So, Welcome to Terminal Larkin - Kota Johor Bahru. ga usah lama lama dah disini, maju aja langsung ke bagian ticketing reservation, bagi yang mau ke Melaka, disediakan bus dengan jadwal dan tarif yang bervariasi. Yang paling murah adalah bis City Express dengan tarif sekitar RM 19 atau Rp 57.000 sedangkan kebanyakan bus yang lain memasang tarif sebesar RM 20 atau Rp.60.000 (hemat Rp 3000 nih ceritanya haha). Bus saya berangkat pukul 15.30, perjalanan ke Melaka memakan waktu lebih kurang 2,5 jam sampai 3 jam (estimasi jalan padat). Setelah tiba di Melaka Sentral, saya mencoba berbuka dengan menu seadanya, kebetulan terdapat warung makanan tidak jauh dari Melaka Sentral. Kalo indonesia punya Warteg (Warung Tegal), Malaysia juga punya Warmel (Warung Melaka) #maksabanget XD Satu lembar roti prata dan segelas jus jeruk cukup mengenyangkan perut setelah seharian menjalankan puasa :) walaupun jus nya agak mahal -_- RM 3 (Rp 9.000).

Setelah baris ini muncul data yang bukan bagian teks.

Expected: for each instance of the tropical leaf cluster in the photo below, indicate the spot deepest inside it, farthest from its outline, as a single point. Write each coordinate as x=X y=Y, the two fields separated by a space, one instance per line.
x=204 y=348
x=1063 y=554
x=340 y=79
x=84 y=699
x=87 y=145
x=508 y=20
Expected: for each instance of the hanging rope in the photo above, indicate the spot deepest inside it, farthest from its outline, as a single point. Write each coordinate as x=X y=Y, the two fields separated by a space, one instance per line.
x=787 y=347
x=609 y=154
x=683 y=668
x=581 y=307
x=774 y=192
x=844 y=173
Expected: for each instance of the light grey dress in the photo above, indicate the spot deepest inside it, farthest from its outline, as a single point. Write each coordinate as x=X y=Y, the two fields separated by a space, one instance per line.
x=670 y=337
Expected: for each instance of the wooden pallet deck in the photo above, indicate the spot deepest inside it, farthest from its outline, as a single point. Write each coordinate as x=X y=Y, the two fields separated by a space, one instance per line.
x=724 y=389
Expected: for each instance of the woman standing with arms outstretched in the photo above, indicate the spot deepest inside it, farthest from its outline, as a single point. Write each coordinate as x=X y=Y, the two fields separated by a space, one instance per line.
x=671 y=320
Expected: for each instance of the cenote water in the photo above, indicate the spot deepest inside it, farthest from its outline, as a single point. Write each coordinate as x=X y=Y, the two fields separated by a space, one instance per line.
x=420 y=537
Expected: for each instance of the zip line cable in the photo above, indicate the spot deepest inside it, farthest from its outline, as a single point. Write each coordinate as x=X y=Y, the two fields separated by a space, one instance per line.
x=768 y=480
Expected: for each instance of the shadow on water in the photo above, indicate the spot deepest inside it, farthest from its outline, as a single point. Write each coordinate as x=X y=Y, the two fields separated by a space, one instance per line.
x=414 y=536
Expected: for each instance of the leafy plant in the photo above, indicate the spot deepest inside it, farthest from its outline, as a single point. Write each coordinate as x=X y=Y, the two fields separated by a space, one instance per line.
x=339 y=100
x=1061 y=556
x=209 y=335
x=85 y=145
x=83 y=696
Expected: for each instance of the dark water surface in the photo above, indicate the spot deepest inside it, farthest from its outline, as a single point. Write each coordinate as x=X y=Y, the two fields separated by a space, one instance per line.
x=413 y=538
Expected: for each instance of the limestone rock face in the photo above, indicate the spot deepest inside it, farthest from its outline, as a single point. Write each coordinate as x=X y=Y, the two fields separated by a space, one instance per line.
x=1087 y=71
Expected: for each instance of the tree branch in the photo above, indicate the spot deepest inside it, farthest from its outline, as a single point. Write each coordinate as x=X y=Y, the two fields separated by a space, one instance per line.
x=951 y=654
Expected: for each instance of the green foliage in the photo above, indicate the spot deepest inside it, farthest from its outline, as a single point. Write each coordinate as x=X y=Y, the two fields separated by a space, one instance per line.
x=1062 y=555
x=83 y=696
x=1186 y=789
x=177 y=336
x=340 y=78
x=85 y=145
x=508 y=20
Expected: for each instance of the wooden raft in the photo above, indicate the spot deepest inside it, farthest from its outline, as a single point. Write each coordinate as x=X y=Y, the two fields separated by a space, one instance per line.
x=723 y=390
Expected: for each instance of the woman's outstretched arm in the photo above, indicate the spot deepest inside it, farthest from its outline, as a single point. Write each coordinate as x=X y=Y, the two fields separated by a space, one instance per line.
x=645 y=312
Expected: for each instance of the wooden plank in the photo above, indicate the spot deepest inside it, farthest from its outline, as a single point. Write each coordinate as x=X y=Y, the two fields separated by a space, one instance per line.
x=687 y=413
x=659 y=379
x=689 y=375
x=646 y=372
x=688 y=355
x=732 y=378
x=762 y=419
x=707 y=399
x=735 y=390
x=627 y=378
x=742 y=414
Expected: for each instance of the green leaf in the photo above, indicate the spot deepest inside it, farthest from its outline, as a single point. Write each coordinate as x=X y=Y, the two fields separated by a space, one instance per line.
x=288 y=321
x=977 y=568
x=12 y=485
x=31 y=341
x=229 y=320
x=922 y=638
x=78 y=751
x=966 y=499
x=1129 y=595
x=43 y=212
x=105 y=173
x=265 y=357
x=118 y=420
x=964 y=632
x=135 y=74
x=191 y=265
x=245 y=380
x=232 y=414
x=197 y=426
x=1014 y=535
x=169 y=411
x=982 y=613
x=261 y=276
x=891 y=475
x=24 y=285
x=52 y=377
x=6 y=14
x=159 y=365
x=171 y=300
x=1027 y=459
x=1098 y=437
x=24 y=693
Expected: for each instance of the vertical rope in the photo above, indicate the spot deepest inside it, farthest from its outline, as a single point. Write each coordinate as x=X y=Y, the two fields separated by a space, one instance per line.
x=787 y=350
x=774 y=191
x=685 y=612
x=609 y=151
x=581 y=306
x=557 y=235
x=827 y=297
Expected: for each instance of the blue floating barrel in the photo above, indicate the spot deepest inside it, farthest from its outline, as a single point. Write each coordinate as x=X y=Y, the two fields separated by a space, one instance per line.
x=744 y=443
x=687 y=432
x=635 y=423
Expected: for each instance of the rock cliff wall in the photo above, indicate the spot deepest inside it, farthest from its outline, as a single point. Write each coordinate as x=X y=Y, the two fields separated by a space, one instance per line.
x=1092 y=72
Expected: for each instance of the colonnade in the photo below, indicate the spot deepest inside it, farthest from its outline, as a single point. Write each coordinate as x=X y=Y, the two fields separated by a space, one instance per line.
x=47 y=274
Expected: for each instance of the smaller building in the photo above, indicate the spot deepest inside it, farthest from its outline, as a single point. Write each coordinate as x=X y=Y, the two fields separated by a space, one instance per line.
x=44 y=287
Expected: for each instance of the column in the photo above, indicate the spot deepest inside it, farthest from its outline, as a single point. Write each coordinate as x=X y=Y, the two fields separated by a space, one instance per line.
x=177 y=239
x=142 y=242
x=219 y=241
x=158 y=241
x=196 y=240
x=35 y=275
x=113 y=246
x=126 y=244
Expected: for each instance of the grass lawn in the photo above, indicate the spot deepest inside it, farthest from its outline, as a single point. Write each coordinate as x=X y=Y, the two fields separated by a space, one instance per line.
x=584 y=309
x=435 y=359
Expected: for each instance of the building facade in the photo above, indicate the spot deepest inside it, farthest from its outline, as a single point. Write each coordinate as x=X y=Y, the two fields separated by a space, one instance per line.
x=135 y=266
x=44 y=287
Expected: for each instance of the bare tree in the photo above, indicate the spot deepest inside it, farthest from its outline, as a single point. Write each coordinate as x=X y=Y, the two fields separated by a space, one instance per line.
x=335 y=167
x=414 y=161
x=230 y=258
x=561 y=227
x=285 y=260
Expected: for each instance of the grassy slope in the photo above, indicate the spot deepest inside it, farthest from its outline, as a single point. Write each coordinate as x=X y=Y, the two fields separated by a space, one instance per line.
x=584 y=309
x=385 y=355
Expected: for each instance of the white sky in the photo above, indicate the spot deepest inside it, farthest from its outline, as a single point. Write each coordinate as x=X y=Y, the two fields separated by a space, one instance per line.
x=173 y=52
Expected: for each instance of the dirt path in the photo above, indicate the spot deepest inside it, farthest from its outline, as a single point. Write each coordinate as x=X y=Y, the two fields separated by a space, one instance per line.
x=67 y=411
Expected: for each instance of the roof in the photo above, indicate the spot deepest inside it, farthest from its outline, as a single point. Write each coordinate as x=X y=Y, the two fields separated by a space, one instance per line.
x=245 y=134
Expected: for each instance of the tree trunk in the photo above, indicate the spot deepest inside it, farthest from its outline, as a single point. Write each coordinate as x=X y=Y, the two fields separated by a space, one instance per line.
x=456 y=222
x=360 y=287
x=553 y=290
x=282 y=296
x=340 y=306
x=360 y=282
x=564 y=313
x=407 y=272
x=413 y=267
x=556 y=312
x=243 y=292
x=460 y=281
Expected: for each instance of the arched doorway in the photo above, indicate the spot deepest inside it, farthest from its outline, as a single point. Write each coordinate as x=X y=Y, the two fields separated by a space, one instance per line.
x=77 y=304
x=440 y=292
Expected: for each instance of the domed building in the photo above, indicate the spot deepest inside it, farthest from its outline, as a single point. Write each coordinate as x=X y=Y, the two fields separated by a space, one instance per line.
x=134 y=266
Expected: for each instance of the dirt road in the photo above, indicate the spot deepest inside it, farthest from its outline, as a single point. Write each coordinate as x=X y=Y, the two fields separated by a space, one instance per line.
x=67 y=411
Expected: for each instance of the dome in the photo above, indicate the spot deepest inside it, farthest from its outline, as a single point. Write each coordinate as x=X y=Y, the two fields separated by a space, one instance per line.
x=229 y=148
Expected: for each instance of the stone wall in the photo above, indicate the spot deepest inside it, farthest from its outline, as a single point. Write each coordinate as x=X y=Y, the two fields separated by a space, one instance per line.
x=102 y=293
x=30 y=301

Perut (sedikit) terisi, saya melanjutkan perjalanan menuju Hostel, karena kebetulan Hostel saya ada di Lorong Bukit Cina (kawasan little india nya Melaka), saya disarankan untuk naik bus Panorama Melaka (RM 1,2) dan berhenti persis didepan "gang" lorong bukit Cina. yang membuat saya heran adalah Kawasan little india kok ya diberi nama Bukit Cina, bukan bukit India ? hehe.. lupakan saja. Hostel saya bernama "Yellow Mansion Hostel" dengan bangunan semikuno dengan cat khas nya berwarna kuning. Saya sengaja tidak booking online di hostel ini (dan seluruh perjalanan di Malaysia) karenan saya yakin, cari hostel di Malaysia bakal lebih mudah ketimbang di Singapura, seperti harga promo yang saya lihat di website untuk YMH (Yellow Mansion Hostel) sebesar RM 8. Sialnya, karena ga booking online, saya dapat harga RM 14. Siall :(, dan sedihnya lagi, saya Tamu satu-satunya di hostel itu. Kebayang ga sih hostel tingkat yang lumayan gede itu cuma saya yang nempatin? kesanya serem serem gimanaa gitu. Memang melaka tidak seramai Singapura dan mayoritas turis hanya melakukan one day tour alias tanpa menginap. Sewaktu saya sedang mandi untuk siap-siap city tour, saya dengar derap derap langkah kaki dari atas loteng, entah itu si pemilik hostel atau makhluk astral atau kuping saya yang bolot :( tapi saya tetap  positive thinking saja...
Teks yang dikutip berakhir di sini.